昔馴染み
僕らは昔は仲がよい普通の幼なじみであった。家も近く親同士も仲良かったため、自然の流れと言えば自然だった。
まぁ普通とはいっても未桜は僕のことを奴隷扱いしてたし、葵に至っては生まれながらの奴隷だった。まぁ普通とは言えないまでも良好な関係ではあったと思う。
あの事件が起きるまでは。
未桜は昔から勝ち気な性格であった。男であろうと女であろうと売られた喧嘩は買うし絶対に負けなかった。それが子供ながらにカリスマ性があるように見えたのかは分からないが周りには常に人がいた。
小学生まではそれでよかったのかもしれない。男も女もあまりなかったから。多少傲慢であっても彼女の引きつける見た目やはっきりとした性格はだれからも好かれていた。だが中学生になるとそうはいかなかった。
周りも自我が芽生え始めるし成長期に入って見た目も中身も大人になっていく。彼女の傲慢さやわがまま、そしてその見た目が狙われる的になってしまった。
普段から僕や葵といたからなのか。男に媚びを売っている。見た目がいいと多少のわがままでも許されるなど。最初は数人のただの陰口であった。それだけだったら未桜はあまり気にしなかった。
だが、次第にそれはエスカレートしていった。結果彼女はひどく傷ついた。
そんな傷ついた未桜に僕はなにもできなかった。そして助けを求めていた彼女を傷つけてしまう行動をとった。その後二人を遠ざけた。どうしてあのときもっとうまくやれなかったのだろう。そしていまでも自責の念で押しつぶされそうになっている。
その後彼女は自分を出すことを辞め、世渡りを身につけ葵はそんな未桜に無理をさせないようにうまくサポートをしている。
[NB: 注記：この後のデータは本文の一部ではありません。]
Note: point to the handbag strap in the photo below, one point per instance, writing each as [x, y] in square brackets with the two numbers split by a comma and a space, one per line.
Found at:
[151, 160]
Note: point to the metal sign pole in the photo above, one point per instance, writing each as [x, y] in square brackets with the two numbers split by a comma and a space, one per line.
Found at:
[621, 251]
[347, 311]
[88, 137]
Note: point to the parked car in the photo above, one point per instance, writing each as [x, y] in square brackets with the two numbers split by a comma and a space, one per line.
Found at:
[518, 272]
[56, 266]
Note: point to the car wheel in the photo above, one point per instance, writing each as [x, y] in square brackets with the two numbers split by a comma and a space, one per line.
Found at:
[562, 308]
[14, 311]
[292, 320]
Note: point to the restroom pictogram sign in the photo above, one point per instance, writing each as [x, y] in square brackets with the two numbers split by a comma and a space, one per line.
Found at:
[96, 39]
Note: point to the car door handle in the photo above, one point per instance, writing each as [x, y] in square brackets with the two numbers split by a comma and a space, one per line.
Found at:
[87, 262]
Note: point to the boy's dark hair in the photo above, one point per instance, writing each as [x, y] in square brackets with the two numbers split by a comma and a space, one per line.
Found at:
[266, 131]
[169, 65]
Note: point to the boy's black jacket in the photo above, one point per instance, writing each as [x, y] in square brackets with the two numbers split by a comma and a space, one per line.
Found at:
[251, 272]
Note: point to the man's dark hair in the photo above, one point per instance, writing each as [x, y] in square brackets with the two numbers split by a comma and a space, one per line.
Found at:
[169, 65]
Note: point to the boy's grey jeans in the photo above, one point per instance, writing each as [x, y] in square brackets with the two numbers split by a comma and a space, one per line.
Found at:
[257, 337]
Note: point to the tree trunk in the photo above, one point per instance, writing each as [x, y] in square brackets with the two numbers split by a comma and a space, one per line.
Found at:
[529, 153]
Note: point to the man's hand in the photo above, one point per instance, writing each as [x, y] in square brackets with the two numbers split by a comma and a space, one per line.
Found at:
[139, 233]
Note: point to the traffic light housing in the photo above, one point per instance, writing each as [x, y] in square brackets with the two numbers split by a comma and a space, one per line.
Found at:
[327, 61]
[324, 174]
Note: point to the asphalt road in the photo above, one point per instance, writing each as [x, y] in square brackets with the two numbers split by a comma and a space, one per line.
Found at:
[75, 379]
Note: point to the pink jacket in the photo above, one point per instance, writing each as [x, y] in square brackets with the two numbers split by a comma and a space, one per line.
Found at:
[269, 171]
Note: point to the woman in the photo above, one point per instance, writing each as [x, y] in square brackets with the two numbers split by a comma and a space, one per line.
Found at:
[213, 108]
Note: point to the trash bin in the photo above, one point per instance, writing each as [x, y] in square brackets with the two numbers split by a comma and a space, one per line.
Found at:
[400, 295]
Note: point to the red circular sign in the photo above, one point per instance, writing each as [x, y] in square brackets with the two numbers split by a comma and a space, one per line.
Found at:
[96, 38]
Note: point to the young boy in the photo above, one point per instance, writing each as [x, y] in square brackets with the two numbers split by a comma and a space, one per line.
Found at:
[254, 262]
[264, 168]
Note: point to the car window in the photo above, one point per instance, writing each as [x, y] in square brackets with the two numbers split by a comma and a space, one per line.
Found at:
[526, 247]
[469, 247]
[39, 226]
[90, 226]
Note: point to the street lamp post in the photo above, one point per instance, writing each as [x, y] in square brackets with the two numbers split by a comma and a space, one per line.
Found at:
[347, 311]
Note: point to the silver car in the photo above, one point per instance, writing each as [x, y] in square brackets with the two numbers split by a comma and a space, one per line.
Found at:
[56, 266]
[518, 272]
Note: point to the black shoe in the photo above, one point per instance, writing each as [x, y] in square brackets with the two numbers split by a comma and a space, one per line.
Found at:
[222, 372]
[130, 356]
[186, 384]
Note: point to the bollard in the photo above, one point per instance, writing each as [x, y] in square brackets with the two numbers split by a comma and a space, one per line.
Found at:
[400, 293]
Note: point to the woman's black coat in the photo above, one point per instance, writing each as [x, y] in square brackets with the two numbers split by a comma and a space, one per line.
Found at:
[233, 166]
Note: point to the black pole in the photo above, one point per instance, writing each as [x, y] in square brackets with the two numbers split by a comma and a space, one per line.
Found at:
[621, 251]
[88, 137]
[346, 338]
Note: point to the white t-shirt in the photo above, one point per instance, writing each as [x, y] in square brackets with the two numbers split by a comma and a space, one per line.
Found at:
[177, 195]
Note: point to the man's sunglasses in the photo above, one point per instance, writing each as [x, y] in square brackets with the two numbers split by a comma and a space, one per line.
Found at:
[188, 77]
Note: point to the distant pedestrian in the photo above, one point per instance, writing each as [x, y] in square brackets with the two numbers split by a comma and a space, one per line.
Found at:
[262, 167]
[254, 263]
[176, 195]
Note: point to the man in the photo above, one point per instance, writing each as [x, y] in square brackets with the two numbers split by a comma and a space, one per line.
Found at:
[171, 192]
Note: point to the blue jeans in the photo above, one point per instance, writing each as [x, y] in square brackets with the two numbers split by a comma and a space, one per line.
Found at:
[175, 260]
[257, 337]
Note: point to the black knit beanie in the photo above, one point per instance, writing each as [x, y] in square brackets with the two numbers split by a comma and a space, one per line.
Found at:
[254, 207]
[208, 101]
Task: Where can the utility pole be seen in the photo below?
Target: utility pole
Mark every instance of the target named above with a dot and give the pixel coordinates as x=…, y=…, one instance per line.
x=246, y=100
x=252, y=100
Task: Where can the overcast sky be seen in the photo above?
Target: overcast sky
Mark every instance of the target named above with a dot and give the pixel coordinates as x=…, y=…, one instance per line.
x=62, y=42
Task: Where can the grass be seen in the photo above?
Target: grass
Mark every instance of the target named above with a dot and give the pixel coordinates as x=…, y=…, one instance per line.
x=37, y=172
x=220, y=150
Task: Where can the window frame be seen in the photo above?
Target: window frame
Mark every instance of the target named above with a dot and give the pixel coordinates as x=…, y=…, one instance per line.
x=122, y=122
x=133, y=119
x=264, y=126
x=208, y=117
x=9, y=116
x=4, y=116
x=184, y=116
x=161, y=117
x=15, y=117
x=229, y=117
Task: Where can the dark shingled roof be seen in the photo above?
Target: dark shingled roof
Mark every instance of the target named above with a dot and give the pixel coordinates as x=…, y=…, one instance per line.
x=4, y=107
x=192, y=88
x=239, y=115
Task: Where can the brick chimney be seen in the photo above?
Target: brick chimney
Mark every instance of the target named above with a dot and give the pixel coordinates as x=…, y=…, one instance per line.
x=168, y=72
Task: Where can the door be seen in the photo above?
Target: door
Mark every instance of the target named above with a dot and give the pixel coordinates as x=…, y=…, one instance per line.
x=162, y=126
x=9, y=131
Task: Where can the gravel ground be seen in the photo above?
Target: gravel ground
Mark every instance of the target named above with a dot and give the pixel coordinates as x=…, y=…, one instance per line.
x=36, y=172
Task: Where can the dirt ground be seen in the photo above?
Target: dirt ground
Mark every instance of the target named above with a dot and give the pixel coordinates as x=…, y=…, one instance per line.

そして僕はまだこの幼なじみと一定の距離を置いている。彼らから話しかけられさえすれば話すものの自分からは近づかない。それが最善だと思っていた。これが一番傷つけない方法だと。
兄弟ならまだしも異性の自分が不用意に近づけば未桜を傷つける。未桜を傷つけるということは葵を傷つけるのも一緒だった。だから極力近づかないようにしなければという思いだった。
だがそう思っていたのは僕だけだったのかもしれない。二人はこの先何が起こるかもわかならない。だけども僕が困ってそうだったら行くのだ。幼なじみ、いや友達だから。
(そうか、考えすぎていたのは僕だったんだな。もっと素直でよかったんだ。自分の中で苦手だから傷つくからとか思い込んで遠ざけなくてよかったんだ。)
自分の中で納得しながらもう一度二人を見た。二人はクスッと笑って
「なんか久しぶりに光のそういう顔見た気がするよ。」
「ほんとよね。いつ遊びに誘っても嫌々でなんか遠ざけようとしてる感じしてたしね。」
僕も彼らの顔を久しぶりに見たかもしれない。そして初めてこの怪現象に感謝をした。
「二人とも、ありがとう。僕と一緒に来てくれる?」
と手を差し出した。その手をもちろんと言うようにパチンと叩き三人で階段を降りた。